Le Café du Centre, Éric Bohème

Le Café du Centre

Éric Bohème

Editions de Borée

Quatrième de couverture

Dans la ville de Mehun-sur-Yèvre à côté de Bourges, Henri, le patron et barman du Café-restaurant du Centre aime être le premier au courant des événements et discussions qui animent la ville. Un jour, un homme que personne ne connaît entre dans son café. Rapidement surnommé L’Inconnu, il s’installe et établit rapidement un rituel quotidien : il dort à l’hôtel, prend son petit-déjeuner dans un autre café, se balade puis vient dans celui d’Henri, s’assoit toujours à la même place et lit la presse pendant des heures…


Il reste très mystérieux sur le motif de son séjour. Henri, qui n’est pas habitué à tant de mystère, est de plus en plus perturbé de ne pas être dans la maîtrise des choses. Et quand L’Inconnu se met à poser des questions sur les agissements des uns et des autres lors de l’Occupation, Henri se met rapidement sur la défensive. Une bourgade qui s’anime sous la plume authentique de son auteur, hésitant entre soif de modernité et attachement au passé.

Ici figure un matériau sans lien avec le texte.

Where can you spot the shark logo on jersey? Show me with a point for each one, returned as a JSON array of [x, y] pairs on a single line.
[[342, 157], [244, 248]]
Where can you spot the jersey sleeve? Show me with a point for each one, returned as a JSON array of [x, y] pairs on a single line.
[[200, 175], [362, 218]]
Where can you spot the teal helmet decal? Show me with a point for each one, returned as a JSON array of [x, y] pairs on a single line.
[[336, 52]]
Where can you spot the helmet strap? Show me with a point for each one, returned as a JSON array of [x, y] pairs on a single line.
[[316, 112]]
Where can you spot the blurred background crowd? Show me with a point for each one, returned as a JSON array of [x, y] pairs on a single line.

Un récit qui se passe à un moment charnière de l’histoire de cette ville (et donc de la France) avec l’ouverture de son premier supermarché, d’un diner américain en face du café traditionnel.

Mon avis

Le Café du Centre, tenu par Henri et Chantal, est le cœur de la ville de Mehun-sur-Yèvre. Les murs enferment de nombreuses discussions, des négociations, des confessions. Beaucoup de décisions sont prises dans ce lieu ; le cafetier les connaît avant qu’elles ne soient officialisées. Sans prendre part aux débats, il aime analyser les divergences et les accords. Ses clients sont des habitués, aussi, l’entrée du voyageur, dans l’établissement, ne passe pas inaperçue. Le premier regard qu’il lance à Henri déstabilise ce dernier : « Je me suis senti scruté comme si j’étais suspect. » (p. 17) 

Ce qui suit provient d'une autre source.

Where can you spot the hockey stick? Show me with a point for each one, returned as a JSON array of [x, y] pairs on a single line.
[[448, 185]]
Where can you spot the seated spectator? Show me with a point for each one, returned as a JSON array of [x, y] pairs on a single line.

Celui qui est, immédiatement, surnommé l’Inconnu, s’installe dans le bourg. Son quotidien est rythmé de rituels, il pose des questions sur l’Occupation, lit la presse de cette époque et, tous les jours, il s’assoit à la même place dans le café d’Henri, à qui il adresse des propos sibyllins. Ce dernier cache mal son exaspération et sa fébrilité. L’Inconnu est entouré d’une aura de mystère. Pourquoi s’intéresse-t-il à des faits qui remontent à plus de vingt ans ?

Mehun-sur-Yèvre est en émoi. Les habitants se sentent jugés. Les héros sont morts sous la torture, les collaborateurs ont fui. Ceux qui restent sont ceux qui ont tenté de survivre et ils craignent que leurs secrets soient révélés. « Cette période nous dépassait, les événements qui nous sont tombés dessus nous ont rendu fous et aucun d’entre nous ne peut être totalement satisfait de sa conduite à cette époque. » (p. 232) Or, l’Inconnu semble déterminé à déterrer le passé et à l’examiner avec les yeux du présent. Son attitude et ses recherches délient les langues et provoquent des évènements dramatiques, mais aussi des rapprochements.

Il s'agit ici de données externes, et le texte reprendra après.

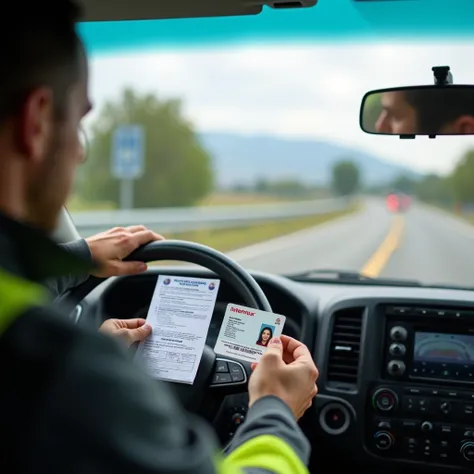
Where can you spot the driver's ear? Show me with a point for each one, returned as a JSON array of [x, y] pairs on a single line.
[[464, 125]]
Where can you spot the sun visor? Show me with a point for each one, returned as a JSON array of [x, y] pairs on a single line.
[[116, 10]]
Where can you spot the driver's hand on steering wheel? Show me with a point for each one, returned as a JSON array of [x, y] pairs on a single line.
[[129, 331], [109, 248], [286, 371]]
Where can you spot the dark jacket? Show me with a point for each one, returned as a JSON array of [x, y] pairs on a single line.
[[73, 401]]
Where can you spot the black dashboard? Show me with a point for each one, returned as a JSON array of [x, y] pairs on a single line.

Le Café du Centre retrace la terrible période de l’Occupation. Eric Bohème confronte la perception de l’après-guerre à la réalité de ceux qui l’ont vécu. Il rappelle qu’il est dangereux de juger, avec le recul de l’Histoire, et qu’il est impossible d’entrevoir l’attitude qui aurait été la nôtre. L’intrigue est mystérieuse, car les intentions de l’Inconnu et les actes de chacun ne sont, réellement, dévoilés qu’à la fin. Des indices parsèment le récit, mais nous n’avons pas une vision d’ensemble. Cette manière de raconter nous confronte à nos préjugés, nos réactions premières et attise notre besoin de connaître tous les faits, pour ne pas juger et pour comprendre. Elle montre l’importance de soupeser les mots, de les placer dans leur contexte, elle rappelle leur pouvoir, ainsi que celui des silences. J’ai adoré être malmenée dans mes certitudes et mes réactions. J’ai aimé douter, espérer, m’inquiéter et me tromper. J’ai été captivée par les mystères, renforcés par les phrases à double sens. 

Le café du Centre est un roman sensible sur la difficile reconstruction personnelle d’après-guerre, teintée de remords et de regrets. J’ai adoré.

Je remercie sincèrement Virginie des Éditions de Borée pour ce service presse.